その姿に何も言えなくなり、さらに彼へと迫る影に目を見開き、
「タツミ!!横よ!!」
声は虚しく、迫り来るもう一人の傭兵に不意打ち気味に剛拳をくらい、横腹をえぐりこまれる。
耳に聞こえる程の打撲音、その音に比例した衝撃をもろに受け、彼は草藪へと突き飛ばされた。
「タツミ!!」
敵の傭兵3人が瞬時にこちらへと顔を向け標的と定めた。
まずい。
これじゃあタツミを助けに行くことはできない。
しかし、敵全員は標的を自身に定めてることを、これ幸いに思いタツミの救助は断念。
タツミの安全のためにも彼女は即座にその場を離れることにした。
以降、彼女は銃口から放たれる光線を剣のようにふり回すといった近接戦闘を繰り広げ、奇跡的に時間を稼いだのであった。
◆
「ほらっ、タツミ!男なんだからシャキッとしなさいよ」
「はぁはぁ、あ、あぁ…」
マインは疲れながらも、今にも倒れそうなタツミに叱咤激励を行う。
タツミは幾たびもの苛烈な拳打への防御に消耗し、意識が皮一枚つながった状態であった。

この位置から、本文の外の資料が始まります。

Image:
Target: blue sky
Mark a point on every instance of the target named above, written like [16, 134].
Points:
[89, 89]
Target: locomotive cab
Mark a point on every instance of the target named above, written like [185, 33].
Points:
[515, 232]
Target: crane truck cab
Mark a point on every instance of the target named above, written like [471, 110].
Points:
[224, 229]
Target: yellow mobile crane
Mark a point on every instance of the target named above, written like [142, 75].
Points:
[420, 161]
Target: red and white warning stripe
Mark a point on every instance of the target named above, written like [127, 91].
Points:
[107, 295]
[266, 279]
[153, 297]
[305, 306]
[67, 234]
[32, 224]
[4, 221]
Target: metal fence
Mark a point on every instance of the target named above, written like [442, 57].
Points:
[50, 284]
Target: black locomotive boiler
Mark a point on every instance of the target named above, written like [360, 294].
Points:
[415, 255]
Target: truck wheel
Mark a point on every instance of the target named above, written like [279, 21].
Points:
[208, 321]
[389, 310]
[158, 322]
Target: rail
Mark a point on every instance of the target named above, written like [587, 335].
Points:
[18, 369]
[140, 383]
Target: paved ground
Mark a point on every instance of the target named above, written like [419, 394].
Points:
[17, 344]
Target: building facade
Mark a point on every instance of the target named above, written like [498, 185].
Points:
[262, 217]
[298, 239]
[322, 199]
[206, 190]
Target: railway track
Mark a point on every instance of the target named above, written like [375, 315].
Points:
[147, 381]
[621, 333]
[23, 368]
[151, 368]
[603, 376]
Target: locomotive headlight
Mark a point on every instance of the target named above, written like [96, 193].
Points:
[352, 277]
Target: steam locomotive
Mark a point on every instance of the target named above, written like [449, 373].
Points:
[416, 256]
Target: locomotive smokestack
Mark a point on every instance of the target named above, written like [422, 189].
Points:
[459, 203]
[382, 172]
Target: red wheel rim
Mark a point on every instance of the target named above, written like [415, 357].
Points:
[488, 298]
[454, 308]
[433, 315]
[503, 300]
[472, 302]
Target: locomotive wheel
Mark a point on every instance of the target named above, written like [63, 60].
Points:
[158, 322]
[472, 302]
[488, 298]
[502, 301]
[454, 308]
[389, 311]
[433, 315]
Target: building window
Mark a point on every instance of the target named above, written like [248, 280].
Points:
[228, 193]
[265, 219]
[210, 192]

威勢よく啖呵を切ったはいいものの早々上手くはいかないな、と内心で自身に対して呆れる。
タツミとマインは再び合流し、傭兵3人と死闘を繰り広げた。
しかし戦況は変わらず劣勢。
敵三人にはいまだ決定打を与えておらず、対して二人は剛拳と剛蹴の猛攻に激しく消耗していた。

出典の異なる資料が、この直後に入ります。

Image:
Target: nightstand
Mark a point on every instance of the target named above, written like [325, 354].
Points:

気を抜けば最期、二人は鍛え抜かれた皇拳法の餌食となるであろう。
しかし、状況は二人の増援で急変した。
一瞬の刹那、異形の鎧と金髪の獣が視界を掠めたと思った時、敵三人全員を巻き込むほどの俊足の剛蹴が共に放たれ、
敵三人は両腕による防御に間に合うも、その衝撃に耐えきれず遥か先へと吹っ飛んでいった。
「二人共!!待たせたな!!」
「タツミ!!マイン!!よく頑張ったね、あとはアタシらに任せな!」
「ブラート、レオーネ!来てくれたのね!」
颯爽と登場し、快活な声をかけるブラートとレオーネに安堵の喜びをあげるマイン。
タツミも意識が切れかけてぼやける視界の中で、良かった、と安心すると、
ブラートとレオーネは敵三人へと振り返り、獰猛な笑みを向ける。
その顔は仲間を傷つけたことへの怒りと闘志に溢れていた。
「ここからは俺が相手だ!!覚悟しろよテメェら!!」
「久々に骨がありそうじゃん、楽しませてくれよぉ」
「ちっ、まだ仲間がいやがったか、こっちはさっさとトンズラしてえってのに」
ブラートとレオーネの殺気を受けて、ペッと唾をはき悪態をつく傭兵。他の二人の傭兵も忌々しげに見つめ返す。
そして、異形の鎧と金髪の獣の雄叫びの伴う猛攻と共に、二幕目の闘いが幕を開けたのであった。